Ya lo anticiparon visionarios como Ray Bradbury en Fahrenheit 451 (1953): el exceso de información que produce la televisión, y ahora también Internet, no nos hace más sabios, sencillamente porque nos hará saber más, pero no pensar más. Es lo que tiene lo insustancial de lo que se aprende por estos medios: entretiene, pero no forma, ni construye a la persona; la hará más feliz, pero esa felicidad no le lleva a comprender realmente los arcanos de la vida, sus mecanismos, la relación entre las piezas del puzzle que la conforman.
Existen ya estudios bastante interesantes que relacionan dos tipos de obesidad, ambas, como todas, causadas por el exceso de alimentación y de información inadecuadas. Ambas se dan en las sociedades (hiper)desarrolladas contemporáneas, que tienen más recursos de los necesarios.
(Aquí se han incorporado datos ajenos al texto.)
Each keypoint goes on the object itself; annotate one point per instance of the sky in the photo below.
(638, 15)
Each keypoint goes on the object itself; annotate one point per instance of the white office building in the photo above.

Hay que pensar, por ejemplo, que los países con mayores tasas de obesidad son, de manera paralela, los que cuentan con un mayor número de canales televisivos, de posibilidades de acceso a la red de redes, a la prensa amarilla, etc.
Estas mismas sociedades han propuesto mecanismos de subsanación que no dejan de formar parte del espectáculo. En el caso de la calidad alimentaria, se propugna la llamada dieta mediterránea. Pero resulta que también se podría prescribir este mismo tratamiento para la obesidad informativa. No hay más que recordar cuál es la cuna de la filosofía, de esa necesidad de buscar la íntima relación del todo con las partes propuesta por el pensamiento clásico, origen de nuestra forma primera de ver el mundo, cada vez más despreciada.